On social media, the president said Colbert's "talent was even less than his ratings."
Colbert fired back in his monologue: "Would an untalented man be able to compose the following satirical witticism? Go f*** yourself."
While Colbert retains a faithful congregation, some fans who loved his sly blend of satire and progressive Catholicism mourn his decision to preach to only half of America, said media scholar Terry Lindvall, author of "God Mocks: A History of Religious Satire from the Hebrew Prophets to Stephen Colbert," published in 2015.
"He made you laugh and think," said Lindvall, reached by telephone. "When he turned on the rage, he turned mean.
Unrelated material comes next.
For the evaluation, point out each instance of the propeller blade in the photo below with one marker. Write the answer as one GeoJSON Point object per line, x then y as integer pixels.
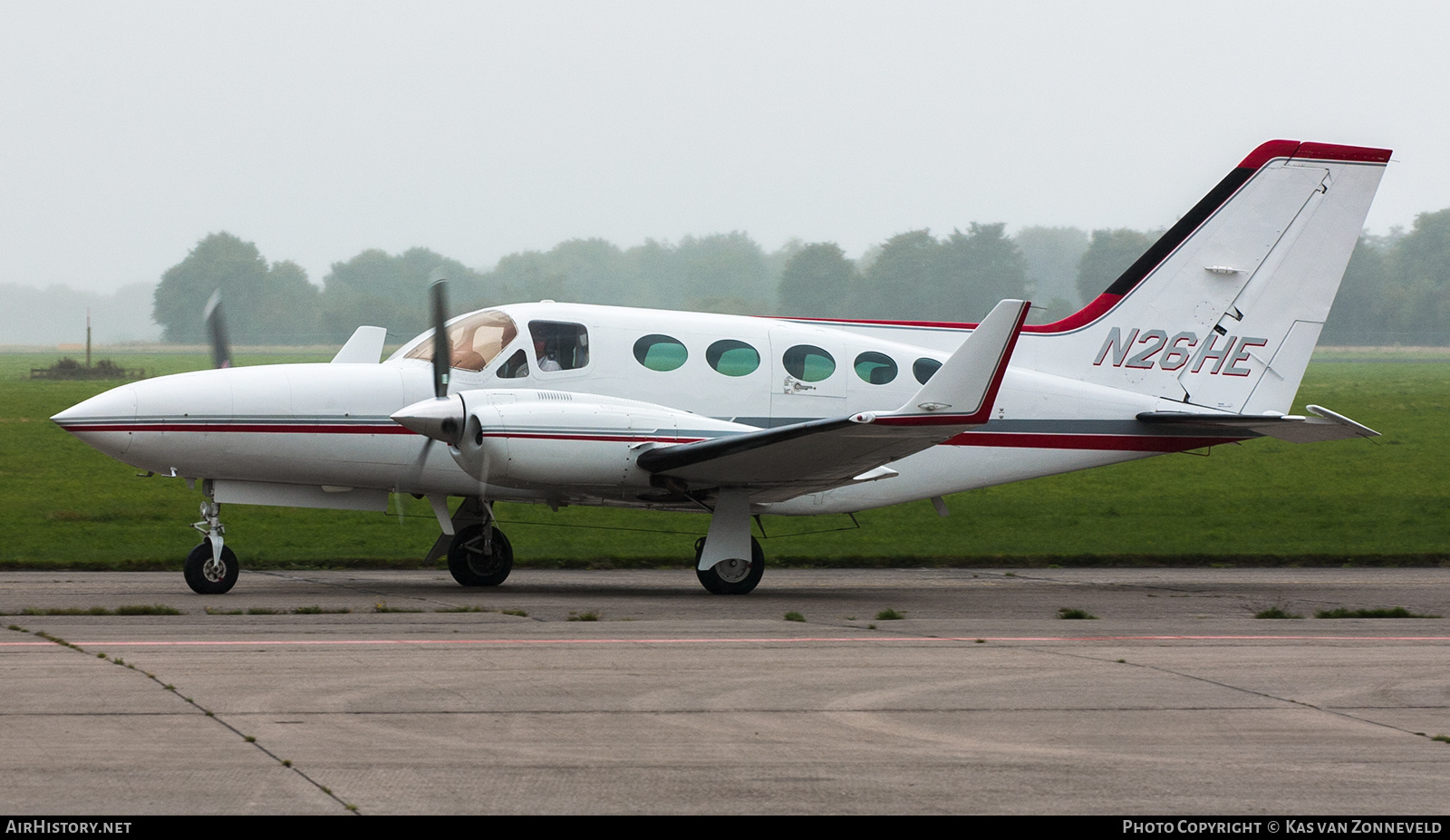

He turned bitter. He acted like he was a prophet, not a jester." Sadly, Lindvall added, the Trump era turned Colbert into "a liberal fundamentalist. … He drank the Kool-Aid."
The goal, in "God Mocks," was to offer a "bumpy tour through Rome, Jerusalem and Lilliput," arriving at Comedy Central. Lindvall praised Colbert's early work on "The Colbert Report," in which he pretended to be a blow-hard conservative pundit, creating an upside-down persona who could mock secular progressives and atheists, as well as thinkers on the right. Conservative guests, especially Catholics, were often treated with respect.
That was satire, wrote Lindvall, recognizing "a moral discrepancy between what is proclaimed and what is practiced. … The biblical satirist shares in the blame and shame of his defendants.